Re-cognising Dance (RD) was launched in August 2020 as a platform for dancers, students and enthusiasts to engage critically with the social and political histories of what comes under the umbrella term of “Indian classical dance” today. Run by Aranyani Bhargav and Mahalakshmi Prabhakar, the Scholar series is RD’s most important pillar. Since it is often difficult for dancers who do not go into academia to gain access to a critical social and political history of classical dance, the Scholar series invites academics and experts to distil their work for an interested audience.
The talks have been increasingly well attended, and the presence of both young and established dancers leads the organizers to believe that the series fills a gap that has long existed between academia and practice. Conducted over Zoom, the talks are free for anyone who signs up, and the recordings are later uploaded to YouTube for anyone interested to access them later. The speakers are encouraged to drop the academic jargon for a more accessible language, and the sessions are designed to be interactive, with questions greatly encouraged.
The two say that the meetings often run over the time slot because there is so much interest generated by the discussion. Select texts by the speakers, which often lie behind journal paywalls, are also made available. According to Aranyani and Mahalakshmi, a generous sharing of information is what the Scholar series attempts to do, as well as give a space for dialogue where differing views can come up for debate and discussion.
The emergence of a platform like RD cannot be read in isolation. It doesn’t claim to be a response to, or representative of, the present debates around appropriation and marginalisation. It’s the work of a number of scholars, as well as dancers from hereditary communities, that has effected a paradigm shift in conversations in the field in the past couple of years. This has led to a renewed interest in reflecting on the history of these art forms. As questions of caste and appropriation, and of the need to create more inclusive and progressive spaces within this field begin to find a greater foothold among practitioners, platforms such as these assume greater importance.
Perhaps due to the increased time spent indoors, or the rise of alternative channels of communication, 2020 saw important conversations emerge from voices that have been marginalised so far; conversations that had been largely ignored or been used by upper-caste practitioners to create an imagined depth for their own practice. These conversations have now found in younger dance practitioners an audience willing to engage and reimagine Indian classical dance as a safer space for those from marginalised castes and classes and, most importantly, from hereditary locations.
The need to understand the lived realities of current generation practitioners, and members of hereditary dance communities, is finally being seen as paramount to understanding the systemic violence Indian classical dance has entailed, and how this violence can now be mitigated, if not completely erased.
For the organisers, the highlight is how scholars who have been inspired and guided by each other’s work, but have never had a chance to speak directly, can come together and have live conversations through the series. Scholars who have followed the careers and trajectories of senior dancers are often delighted to find them in the audience. Apart from this, it also gives young students a chance for interactions.
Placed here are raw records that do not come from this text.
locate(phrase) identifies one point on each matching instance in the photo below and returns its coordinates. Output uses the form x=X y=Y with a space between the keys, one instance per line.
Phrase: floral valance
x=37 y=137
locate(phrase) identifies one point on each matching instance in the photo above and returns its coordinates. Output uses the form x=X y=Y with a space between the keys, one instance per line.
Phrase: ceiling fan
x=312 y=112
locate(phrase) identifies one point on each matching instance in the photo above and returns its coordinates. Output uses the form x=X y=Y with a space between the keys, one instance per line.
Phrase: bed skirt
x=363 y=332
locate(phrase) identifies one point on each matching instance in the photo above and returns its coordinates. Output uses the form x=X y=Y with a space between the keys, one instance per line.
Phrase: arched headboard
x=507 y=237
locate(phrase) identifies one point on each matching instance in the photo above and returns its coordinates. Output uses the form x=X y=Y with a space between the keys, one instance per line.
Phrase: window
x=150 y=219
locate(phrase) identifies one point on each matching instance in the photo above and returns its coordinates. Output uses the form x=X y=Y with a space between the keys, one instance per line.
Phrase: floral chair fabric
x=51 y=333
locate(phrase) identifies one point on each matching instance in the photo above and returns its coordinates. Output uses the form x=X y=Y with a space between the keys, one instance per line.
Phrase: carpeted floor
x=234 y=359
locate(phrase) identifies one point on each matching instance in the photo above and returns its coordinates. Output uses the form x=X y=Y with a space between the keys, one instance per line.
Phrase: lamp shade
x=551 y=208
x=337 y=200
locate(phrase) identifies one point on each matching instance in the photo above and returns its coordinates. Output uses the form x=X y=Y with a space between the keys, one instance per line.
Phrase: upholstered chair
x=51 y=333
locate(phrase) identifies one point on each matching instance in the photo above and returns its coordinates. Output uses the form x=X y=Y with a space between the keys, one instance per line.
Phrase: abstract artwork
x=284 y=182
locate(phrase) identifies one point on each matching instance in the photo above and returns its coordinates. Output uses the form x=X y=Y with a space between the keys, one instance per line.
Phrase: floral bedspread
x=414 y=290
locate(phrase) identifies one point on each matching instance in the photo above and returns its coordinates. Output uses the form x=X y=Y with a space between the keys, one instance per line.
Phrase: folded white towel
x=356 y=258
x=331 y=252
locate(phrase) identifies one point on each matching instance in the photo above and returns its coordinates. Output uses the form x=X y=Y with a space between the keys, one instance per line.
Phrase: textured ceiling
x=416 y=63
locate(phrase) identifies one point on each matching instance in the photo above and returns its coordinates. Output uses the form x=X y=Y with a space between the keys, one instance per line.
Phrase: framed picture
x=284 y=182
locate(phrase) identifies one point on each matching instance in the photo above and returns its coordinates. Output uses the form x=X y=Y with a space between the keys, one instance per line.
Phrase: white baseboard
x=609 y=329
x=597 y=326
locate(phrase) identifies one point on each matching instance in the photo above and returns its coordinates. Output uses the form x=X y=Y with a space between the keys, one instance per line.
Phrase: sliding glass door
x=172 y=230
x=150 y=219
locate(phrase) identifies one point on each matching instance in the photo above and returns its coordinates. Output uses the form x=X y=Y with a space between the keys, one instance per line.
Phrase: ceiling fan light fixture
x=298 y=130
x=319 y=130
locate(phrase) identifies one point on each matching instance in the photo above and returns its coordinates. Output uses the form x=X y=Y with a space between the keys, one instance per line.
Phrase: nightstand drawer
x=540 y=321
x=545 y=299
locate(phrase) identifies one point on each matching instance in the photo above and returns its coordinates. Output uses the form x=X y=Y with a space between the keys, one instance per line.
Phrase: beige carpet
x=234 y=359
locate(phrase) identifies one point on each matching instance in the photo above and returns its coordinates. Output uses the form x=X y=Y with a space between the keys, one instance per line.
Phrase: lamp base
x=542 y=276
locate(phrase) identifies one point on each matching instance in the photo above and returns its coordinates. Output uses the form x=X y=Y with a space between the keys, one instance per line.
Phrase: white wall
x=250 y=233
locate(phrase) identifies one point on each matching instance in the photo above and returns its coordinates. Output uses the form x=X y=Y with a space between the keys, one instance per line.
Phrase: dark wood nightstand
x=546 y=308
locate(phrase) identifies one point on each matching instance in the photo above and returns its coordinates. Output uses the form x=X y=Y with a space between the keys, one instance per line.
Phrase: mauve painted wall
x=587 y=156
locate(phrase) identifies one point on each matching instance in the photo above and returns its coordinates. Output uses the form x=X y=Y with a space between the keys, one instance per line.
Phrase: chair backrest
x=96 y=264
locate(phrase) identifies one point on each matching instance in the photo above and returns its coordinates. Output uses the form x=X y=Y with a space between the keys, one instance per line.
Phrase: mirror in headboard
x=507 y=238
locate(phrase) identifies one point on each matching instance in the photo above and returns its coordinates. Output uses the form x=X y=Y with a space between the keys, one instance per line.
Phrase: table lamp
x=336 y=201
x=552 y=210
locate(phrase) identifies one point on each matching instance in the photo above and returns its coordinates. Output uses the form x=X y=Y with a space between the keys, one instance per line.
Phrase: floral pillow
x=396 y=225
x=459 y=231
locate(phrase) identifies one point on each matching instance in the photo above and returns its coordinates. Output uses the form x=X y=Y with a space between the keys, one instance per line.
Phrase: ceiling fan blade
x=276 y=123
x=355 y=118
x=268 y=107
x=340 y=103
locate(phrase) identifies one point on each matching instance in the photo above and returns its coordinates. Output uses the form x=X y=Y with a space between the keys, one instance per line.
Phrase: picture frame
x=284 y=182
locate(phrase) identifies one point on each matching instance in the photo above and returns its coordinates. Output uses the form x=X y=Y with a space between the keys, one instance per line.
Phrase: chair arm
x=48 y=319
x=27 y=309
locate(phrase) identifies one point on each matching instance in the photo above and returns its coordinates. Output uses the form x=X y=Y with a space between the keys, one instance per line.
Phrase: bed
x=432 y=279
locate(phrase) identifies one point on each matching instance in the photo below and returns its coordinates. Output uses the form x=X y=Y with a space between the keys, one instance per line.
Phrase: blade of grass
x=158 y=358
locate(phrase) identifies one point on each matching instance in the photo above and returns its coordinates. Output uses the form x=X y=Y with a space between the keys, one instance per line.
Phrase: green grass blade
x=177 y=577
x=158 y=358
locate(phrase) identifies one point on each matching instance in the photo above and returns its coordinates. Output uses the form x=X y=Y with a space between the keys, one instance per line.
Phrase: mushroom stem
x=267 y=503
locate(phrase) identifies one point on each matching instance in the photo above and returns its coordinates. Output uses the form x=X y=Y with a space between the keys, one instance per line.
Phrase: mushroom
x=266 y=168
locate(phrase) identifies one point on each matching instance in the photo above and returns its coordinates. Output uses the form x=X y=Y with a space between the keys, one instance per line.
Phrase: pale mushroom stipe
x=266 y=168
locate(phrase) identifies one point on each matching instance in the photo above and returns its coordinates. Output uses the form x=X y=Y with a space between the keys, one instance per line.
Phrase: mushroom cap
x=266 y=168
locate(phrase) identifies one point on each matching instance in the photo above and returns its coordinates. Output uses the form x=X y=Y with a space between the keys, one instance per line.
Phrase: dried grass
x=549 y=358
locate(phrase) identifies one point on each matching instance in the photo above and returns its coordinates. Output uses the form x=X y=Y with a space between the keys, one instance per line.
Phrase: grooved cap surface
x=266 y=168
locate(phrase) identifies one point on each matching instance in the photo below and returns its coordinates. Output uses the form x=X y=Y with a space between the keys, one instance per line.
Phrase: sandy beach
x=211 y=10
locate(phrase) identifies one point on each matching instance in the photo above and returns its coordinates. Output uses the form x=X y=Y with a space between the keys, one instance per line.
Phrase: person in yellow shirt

RD also runs a series called Discouraged, which explores the difficulties faced by dancers in India today. Young practitioners dancers are invited to share their experiences, and how these have impacted and shaped their practice. This series is an attempt to create constructive dialogue around impediments to dance as a career, and a search for ways to change the system from inside.
When asked about future plans, Aranyani and Mahalakshmi say that one immediate aim is to work on introducing dance history to children and organize workshops in schools, something for which the National Education Policy 2020 has, in fact, laid down provisions. The two were invited to speak at the first international classical dance conference organized in Latin America.
Ultimately, it is the vision of re-cognising, or effecting a change in the way dance is understood in India, that drives Aranyani and Mahalakshmi forward.
The writer is a Kuchipudi practitioner and
PhD candidate at the University of Cambridge.